As highlighted in our last post, Samuel Colman was one of the founders of the American Watercolor Society and became it’s first president between 1867 and 1871.
Colman was born in Portland, Maine in 1832 and moved to New York City with his family as a child where his father opened a bookstore. It is thought that the literate clientele that the bookshop attracted is one of the main reasons Colman developed his artistic talent.
He is believed to have studied briefly under the Hudson River school painter, Asher Durand, and he exhibited his first work at the National Academy of Design in 1850. By 1854 he had opened his own New York City studio, and the following year he was elected an associate member of the National Academy, with full membership bestowed to him in 1862.
His landscape paintings in the 1850s and 1860s were heavily influenced by the Hudson River school – a mid-19th century American art movement embodied by a group of landscape painters whose work mainly depicted the Hudson River Valley and the surrounding area. Colman is himself probably probably best remembered for his paintings of the Hudson River and one of his best-known works is his ‘Storm King on the Hudson’ (1866), now in the collection of the Smithsonian American Art Musuem in Washington, DC.

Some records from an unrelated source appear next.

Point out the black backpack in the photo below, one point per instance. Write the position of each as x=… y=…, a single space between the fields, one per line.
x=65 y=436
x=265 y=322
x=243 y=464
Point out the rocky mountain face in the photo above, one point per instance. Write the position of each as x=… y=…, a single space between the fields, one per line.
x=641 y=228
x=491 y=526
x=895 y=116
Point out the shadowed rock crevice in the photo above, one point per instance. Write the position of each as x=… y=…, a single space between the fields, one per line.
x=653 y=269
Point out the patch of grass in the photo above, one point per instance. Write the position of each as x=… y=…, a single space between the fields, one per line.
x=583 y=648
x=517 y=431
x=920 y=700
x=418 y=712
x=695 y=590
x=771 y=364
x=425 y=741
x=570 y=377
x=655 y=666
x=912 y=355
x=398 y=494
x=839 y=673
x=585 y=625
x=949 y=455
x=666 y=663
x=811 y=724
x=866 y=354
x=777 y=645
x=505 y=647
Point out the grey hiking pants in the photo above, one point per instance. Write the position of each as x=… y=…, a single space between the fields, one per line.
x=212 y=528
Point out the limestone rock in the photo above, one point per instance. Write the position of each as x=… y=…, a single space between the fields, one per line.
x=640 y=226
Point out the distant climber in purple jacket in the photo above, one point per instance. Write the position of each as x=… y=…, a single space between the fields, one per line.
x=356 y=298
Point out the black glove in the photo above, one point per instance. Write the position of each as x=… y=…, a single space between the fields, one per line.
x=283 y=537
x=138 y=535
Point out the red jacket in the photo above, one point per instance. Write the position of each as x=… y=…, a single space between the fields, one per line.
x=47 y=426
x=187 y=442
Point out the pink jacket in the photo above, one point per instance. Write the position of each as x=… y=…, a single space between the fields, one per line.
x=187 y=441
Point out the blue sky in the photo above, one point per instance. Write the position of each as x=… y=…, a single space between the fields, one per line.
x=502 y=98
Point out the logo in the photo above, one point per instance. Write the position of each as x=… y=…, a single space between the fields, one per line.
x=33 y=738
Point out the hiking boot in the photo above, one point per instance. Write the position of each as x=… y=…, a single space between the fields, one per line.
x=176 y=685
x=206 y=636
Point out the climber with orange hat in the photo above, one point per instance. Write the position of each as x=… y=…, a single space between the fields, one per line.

However Colman was also a keen traveller, and many of his works depict scenes from foreign cities and ports. He made his first trip abroad to France and Spain in 1860-61, and returned for a more extensive four-year European tour in the early 1870s in which he spent much time in Mediterranean locales. Colman often depicted the architectural features he encountered on his travels such as cityscapes, castles, bridges, arches, and aqueducts.
Colman’s artistic activities became more diverse late in life. He became skilled at the medium of etching and published popular etchings depicting European scenes. By the 1880s he worked extensively as an interior designer, collaborating with his friend, Louis Comfort Tiffany. He also became a major collector of decorative Asian objects, and wrote two books on geometry and art.
Colman died in New York City on 26 March 1920.